Furthermore, in a society that expects women to conform to beauty standards yet perceives them as shallow and unintelligent if they care about their appearances, having a condition that is falsely associated with vanity creates a heavy stigma for women trying to build successful careers while struggling with eating disorders. Since eating disorders are viewed as a feminine problem, they are largely stigmatized in the workforce along with menstruation, menopause, pregnancy and other issues that predominantly affect women. These attitudes make many women more hesitant to seek treatment for their eating disorders, discouraging them from seeking potentially life-saving care. 

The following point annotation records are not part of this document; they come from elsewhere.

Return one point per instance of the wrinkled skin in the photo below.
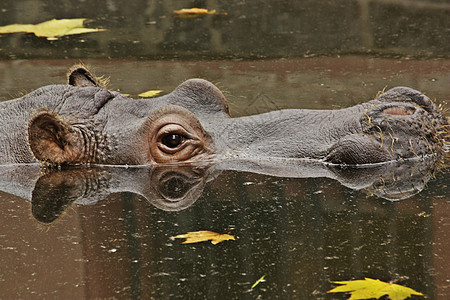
(84, 123)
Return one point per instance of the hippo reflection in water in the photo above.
(177, 187)
(83, 122)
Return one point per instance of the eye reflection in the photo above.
(174, 187)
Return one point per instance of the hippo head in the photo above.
(93, 125)
(85, 123)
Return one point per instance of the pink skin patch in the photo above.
(398, 111)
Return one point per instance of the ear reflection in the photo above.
(170, 188)
(174, 188)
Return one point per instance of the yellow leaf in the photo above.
(51, 29)
(204, 235)
(258, 281)
(151, 93)
(373, 288)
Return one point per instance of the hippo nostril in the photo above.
(398, 111)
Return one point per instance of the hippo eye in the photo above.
(172, 140)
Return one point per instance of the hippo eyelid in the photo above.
(176, 130)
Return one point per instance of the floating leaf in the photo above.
(51, 29)
(195, 12)
(258, 281)
(204, 235)
(373, 288)
(151, 93)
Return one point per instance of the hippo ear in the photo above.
(80, 76)
(53, 140)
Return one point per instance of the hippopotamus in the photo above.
(83, 122)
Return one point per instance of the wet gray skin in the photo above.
(84, 123)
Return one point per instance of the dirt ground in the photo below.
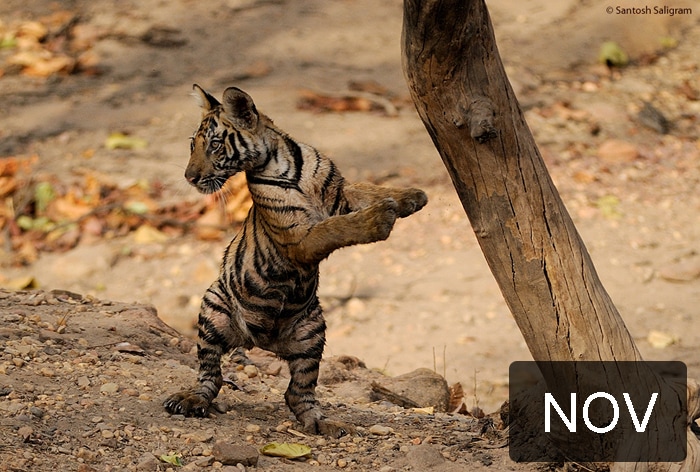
(424, 298)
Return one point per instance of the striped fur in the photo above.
(302, 211)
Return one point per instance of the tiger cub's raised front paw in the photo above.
(187, 403)
(410, 201)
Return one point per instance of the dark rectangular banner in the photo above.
(598, 411)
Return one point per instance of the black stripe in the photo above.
(285, 184)
(328, 180)
(209, 333)
(282, 208)
(256, 330)
(295, 150)
(213, 305)
(318, 162)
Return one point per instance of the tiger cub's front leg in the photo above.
(216, 337)
(363, 194)
(302, 348)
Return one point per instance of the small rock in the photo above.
(198, 436)
(109, 387)
(380, 430)
(651, 117)
(661, 340)
(252, 428)
(357, 309)
(25, 432)
(424, 457)
(46, 372)
(683, 271)
(232, 454)
(616, 151)
(251, 371)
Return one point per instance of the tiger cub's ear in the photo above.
(240, 107)
(205, 100)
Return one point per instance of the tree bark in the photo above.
(542, 267)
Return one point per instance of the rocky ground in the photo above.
(84, 381)
(96, 105)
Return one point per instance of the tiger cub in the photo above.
(302, 211)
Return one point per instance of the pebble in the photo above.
(252, 428)
(617, 151)
(109, 387)
(251, 371)
(232, 454)
(274, 368)
(424, 457)
(46, 372)
(380, 430)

While eating disorders in pop culture are still widely misrepresented, a few great representations are gradually creeping into mainstream media. Most notably, Alice Oseman’s graphic novel series Heartstopper and the subsequent Netflix adaptation feature a young male protagonist who suffers from anorexia as a result of trauma and anxiety. Nuanced, sensitive portrayals like this are essential to creating a space where people with eating disorders feel safe enough to seek help rather than feel judged and ostracized. We need to dismantle decades of harmful attitudes and promote judgment-free treatment, management and recovery.